The best way forward is to work with E-3. Their demands can be met without losing face for Iran. More effective cooperation with the IAEA beyond the Cairo agreement is possible. Iran is banned under the JCPOA, so it needs to clarify where the very rich uranium is to be given up on future agreements anyway. Iran should show encouraging to resume consultations with the US. Of course, both parties are required for negotiations. It should also be noted that E-3 removed the demand for zero enrichment. However, it is fair that Iran will not demand a new military strike during negotiations.
5. Is there a risk that these sanctions will set dangerous precedents where political motivations from a few actors could invalidate multilateral diplomacy? If so, what does that mean, whether it is a relationship with Iran for future nuclear negotiations?
Sanctions can only be lifted by negotiation, whether multilateral or bilateral. Political motivations are always involved in international relations, but there is no choice. If diplomacy fails, the Iranian people and the economy will bear the costs.
6. During the 12-day war, Israel and the United States targeted Iran’s nuclear facilities under the IAEA safeguard. How does international law, including the Vienna Convention, see these attacks? Are they a violation of Iran’s rights and protection of private infrastructure? And why is Iran often overlooked in international debate?
The use of force against sovereign states clearly violates the UN Charter’s prohibition on the use of force. The United Nations General Assembly Resolution and the IAEA Committee’s decision also prohibit the use of force on nuclear facilities. The UN Security Council and the IAEA should have condemned the attack. Civil targets must be avoided under international humanitarian law. This also applies to self-defense.
7. What role do you see in international law and UN procedures to resolve such deeply politicized conflicts? Can the Security Council still function as a fair arbitrator or become a forum for geopolitical competition?
The fact that states, particularly great powers, produce international law does not mean that international law should be abandoned. Such violations are not the fault of the law itself. Without international law, the only option remains unlimited brute force in a disorderly world. The Security Council’s veto remains a barrier, but without it, the great power may abandon the United Nations altogether. Ultimately, the United States was the only country to vote against a recent resolution on humanitarian assistance to Gaza.

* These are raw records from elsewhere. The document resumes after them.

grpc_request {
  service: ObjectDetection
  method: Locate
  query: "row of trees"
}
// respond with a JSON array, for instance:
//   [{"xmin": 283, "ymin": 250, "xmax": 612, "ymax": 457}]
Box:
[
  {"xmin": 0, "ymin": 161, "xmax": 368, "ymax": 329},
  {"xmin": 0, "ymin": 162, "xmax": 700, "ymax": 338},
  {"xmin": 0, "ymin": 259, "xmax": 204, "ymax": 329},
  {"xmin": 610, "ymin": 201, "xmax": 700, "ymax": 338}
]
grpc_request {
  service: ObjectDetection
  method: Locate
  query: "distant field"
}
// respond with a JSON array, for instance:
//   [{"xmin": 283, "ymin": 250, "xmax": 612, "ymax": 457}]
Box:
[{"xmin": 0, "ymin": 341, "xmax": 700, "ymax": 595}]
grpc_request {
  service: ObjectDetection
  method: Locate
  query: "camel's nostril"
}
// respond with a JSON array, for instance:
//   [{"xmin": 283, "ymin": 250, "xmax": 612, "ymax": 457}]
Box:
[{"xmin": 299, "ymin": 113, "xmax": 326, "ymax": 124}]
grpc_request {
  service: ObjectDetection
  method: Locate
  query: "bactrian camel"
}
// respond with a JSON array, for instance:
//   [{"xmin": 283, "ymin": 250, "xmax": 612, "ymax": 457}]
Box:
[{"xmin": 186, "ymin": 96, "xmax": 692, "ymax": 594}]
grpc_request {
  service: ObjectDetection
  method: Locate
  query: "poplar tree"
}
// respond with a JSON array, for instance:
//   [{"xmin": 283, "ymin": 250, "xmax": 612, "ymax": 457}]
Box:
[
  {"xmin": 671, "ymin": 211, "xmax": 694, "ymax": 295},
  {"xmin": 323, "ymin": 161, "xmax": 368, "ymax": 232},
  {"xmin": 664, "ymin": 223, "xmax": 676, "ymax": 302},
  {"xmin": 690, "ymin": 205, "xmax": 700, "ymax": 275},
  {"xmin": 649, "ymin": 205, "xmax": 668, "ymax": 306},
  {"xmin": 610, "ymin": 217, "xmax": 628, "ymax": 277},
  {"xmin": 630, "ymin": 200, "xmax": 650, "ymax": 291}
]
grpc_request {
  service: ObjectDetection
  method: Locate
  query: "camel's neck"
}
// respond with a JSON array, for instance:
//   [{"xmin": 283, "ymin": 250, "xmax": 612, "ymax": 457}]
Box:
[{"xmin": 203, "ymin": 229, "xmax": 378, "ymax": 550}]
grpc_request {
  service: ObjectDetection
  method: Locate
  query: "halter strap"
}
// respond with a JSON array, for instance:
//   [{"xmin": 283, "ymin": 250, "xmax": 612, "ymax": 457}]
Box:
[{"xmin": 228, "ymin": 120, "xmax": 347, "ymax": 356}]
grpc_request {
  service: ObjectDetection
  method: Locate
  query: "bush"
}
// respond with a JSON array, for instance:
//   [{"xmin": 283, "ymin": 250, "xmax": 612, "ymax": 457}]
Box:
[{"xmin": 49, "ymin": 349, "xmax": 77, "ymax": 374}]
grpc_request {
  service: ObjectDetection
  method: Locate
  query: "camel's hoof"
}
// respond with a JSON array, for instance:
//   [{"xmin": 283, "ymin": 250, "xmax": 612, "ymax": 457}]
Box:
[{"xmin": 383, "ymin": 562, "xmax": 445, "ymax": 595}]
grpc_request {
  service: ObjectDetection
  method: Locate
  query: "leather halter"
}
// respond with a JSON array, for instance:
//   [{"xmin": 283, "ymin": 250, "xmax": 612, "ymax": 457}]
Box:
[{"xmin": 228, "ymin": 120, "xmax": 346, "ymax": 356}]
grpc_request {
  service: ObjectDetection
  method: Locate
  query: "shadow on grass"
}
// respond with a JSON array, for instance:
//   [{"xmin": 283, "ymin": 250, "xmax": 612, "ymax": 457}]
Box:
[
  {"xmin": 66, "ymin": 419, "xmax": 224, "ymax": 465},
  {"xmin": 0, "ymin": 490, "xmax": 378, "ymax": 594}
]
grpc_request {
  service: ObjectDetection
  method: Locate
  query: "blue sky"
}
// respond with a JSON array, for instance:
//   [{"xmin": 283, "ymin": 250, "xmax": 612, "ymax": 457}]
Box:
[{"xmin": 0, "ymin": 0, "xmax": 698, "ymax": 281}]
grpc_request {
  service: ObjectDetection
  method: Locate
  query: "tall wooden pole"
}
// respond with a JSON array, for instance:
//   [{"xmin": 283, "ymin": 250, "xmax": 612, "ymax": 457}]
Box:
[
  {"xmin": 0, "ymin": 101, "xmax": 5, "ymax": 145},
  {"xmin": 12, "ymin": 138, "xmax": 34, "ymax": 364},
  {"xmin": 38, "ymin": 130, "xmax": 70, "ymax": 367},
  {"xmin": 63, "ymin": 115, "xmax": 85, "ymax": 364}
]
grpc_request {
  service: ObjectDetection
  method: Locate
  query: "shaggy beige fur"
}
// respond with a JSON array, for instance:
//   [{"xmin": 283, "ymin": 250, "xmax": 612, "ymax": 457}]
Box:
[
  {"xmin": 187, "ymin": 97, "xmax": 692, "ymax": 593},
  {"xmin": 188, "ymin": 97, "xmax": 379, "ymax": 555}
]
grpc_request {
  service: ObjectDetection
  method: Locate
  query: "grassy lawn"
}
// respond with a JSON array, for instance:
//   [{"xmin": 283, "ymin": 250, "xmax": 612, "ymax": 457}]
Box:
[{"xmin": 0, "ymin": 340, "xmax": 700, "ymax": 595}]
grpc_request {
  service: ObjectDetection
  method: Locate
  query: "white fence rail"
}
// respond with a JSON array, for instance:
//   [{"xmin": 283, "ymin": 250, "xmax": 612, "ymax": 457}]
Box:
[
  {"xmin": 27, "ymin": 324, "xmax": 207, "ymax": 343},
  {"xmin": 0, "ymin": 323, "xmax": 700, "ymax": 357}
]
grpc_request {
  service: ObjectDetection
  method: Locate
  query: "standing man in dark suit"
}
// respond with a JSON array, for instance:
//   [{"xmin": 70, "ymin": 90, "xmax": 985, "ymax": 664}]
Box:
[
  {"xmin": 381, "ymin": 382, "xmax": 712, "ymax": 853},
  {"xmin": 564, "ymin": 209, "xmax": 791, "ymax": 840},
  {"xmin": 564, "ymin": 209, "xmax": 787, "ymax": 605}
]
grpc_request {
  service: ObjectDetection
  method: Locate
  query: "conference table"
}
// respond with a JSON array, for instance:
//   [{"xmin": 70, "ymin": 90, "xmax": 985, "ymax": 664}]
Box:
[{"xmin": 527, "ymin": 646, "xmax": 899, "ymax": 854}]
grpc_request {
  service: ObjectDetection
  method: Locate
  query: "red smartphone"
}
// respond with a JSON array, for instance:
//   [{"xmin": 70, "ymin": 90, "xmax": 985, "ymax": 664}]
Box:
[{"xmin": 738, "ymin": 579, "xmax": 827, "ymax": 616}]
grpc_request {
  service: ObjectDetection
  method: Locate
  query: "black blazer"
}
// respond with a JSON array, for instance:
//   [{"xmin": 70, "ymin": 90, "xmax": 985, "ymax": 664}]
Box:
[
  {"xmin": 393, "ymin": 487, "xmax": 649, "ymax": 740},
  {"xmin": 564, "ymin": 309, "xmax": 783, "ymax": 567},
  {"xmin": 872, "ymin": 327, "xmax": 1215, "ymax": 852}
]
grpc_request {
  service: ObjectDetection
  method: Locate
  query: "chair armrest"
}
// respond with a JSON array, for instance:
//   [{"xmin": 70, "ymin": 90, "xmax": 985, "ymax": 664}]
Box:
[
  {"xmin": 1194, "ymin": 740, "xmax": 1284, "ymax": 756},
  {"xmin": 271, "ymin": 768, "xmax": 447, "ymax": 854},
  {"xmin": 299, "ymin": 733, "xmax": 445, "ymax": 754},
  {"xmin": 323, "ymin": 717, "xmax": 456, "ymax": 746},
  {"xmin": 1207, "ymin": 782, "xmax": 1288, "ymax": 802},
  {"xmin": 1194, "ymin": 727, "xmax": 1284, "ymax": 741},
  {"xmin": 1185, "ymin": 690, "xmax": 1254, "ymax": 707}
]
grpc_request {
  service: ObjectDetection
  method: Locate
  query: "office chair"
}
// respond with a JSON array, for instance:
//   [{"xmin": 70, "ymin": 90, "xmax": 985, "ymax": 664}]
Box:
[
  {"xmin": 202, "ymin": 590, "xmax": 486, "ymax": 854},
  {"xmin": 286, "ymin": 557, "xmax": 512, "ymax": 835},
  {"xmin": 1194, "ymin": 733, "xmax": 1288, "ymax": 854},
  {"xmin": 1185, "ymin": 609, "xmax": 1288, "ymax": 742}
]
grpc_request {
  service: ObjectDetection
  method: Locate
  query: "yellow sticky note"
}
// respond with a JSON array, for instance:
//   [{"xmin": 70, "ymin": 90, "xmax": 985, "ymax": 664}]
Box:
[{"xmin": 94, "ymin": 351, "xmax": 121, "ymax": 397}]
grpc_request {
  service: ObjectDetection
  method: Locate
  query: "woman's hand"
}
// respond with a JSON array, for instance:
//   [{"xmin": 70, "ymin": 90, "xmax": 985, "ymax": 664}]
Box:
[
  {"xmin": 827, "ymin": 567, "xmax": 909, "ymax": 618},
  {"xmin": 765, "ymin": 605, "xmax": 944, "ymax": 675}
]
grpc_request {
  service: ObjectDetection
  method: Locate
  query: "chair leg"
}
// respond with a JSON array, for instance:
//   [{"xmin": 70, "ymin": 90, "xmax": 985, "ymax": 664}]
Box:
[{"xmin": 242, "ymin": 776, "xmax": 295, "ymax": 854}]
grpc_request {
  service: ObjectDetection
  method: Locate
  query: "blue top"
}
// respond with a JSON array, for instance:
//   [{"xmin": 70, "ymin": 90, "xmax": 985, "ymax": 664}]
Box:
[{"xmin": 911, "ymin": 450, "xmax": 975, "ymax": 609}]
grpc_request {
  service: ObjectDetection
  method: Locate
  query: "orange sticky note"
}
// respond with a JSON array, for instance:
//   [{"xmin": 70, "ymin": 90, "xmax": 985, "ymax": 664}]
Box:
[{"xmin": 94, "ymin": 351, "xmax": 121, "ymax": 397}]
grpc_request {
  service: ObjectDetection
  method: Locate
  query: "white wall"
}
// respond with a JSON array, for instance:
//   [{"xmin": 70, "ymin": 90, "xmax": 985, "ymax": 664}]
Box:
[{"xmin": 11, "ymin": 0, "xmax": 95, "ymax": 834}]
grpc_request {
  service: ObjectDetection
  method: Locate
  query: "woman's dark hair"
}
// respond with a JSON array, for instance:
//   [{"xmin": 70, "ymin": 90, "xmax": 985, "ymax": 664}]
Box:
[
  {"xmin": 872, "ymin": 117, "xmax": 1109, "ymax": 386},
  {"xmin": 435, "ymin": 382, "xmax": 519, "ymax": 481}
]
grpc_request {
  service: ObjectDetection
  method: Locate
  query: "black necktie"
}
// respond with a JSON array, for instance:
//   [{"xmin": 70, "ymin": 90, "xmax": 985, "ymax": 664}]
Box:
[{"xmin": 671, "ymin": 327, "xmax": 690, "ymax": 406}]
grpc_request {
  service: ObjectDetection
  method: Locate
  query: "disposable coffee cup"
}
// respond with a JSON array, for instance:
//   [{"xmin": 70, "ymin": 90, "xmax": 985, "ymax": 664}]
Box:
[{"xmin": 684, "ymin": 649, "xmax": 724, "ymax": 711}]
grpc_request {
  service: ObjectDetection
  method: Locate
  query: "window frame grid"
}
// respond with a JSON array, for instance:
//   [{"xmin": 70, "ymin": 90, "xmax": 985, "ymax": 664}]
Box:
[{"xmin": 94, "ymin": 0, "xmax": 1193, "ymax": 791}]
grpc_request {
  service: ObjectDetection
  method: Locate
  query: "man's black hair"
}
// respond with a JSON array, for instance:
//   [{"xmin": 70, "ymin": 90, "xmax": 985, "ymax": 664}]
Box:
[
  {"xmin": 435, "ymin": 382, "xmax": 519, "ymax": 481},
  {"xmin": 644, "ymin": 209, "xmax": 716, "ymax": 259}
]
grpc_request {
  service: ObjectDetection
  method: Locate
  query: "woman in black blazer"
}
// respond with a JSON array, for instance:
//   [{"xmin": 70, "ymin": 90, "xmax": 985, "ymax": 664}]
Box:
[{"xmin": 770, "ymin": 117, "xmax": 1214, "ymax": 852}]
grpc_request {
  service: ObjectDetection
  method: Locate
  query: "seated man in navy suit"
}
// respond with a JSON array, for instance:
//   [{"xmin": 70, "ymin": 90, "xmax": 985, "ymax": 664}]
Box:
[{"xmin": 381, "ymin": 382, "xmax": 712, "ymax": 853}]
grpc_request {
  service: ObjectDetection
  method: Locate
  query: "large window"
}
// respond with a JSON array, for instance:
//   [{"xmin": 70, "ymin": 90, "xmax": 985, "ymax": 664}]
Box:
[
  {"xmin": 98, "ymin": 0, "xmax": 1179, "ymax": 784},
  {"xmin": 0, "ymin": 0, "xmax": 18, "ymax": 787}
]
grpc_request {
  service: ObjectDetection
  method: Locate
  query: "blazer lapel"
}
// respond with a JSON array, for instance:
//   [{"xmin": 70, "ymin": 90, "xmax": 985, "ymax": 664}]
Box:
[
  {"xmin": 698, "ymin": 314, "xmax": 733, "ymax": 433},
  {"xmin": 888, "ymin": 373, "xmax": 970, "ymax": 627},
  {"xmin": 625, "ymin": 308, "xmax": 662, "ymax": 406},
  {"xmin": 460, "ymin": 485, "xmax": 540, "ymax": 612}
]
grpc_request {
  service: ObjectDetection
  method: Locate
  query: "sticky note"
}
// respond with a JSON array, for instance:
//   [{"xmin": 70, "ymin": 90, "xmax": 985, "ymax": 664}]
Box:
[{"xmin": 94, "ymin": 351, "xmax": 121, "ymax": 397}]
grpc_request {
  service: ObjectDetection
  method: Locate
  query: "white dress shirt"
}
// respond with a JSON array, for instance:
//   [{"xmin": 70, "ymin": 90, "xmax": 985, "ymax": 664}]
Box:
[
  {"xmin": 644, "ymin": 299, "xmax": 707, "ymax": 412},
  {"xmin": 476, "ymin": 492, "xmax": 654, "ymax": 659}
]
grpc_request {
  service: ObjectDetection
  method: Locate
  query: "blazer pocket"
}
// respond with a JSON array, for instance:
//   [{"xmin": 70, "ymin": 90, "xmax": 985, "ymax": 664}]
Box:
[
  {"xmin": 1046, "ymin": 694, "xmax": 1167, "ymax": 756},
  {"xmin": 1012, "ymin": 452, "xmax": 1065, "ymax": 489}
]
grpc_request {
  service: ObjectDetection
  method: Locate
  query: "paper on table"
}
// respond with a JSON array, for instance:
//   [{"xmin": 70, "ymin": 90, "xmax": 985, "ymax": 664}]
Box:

8. With the Security Council split into Iran, how do you predict the evolving integrity among key players such as China, Russia, Europe, and the US? Will this bring Iran closer to a strategic partnership between Beijing and Moscow?
Iran should avoid being forced into close collaboration between Russia and China with the US and Europe. All great powers pursue their own interests and abandon small states when it suits them. Eventually, China and Russia remain silent during their attacks on Iran, and Russia also maintains close ties with Israel.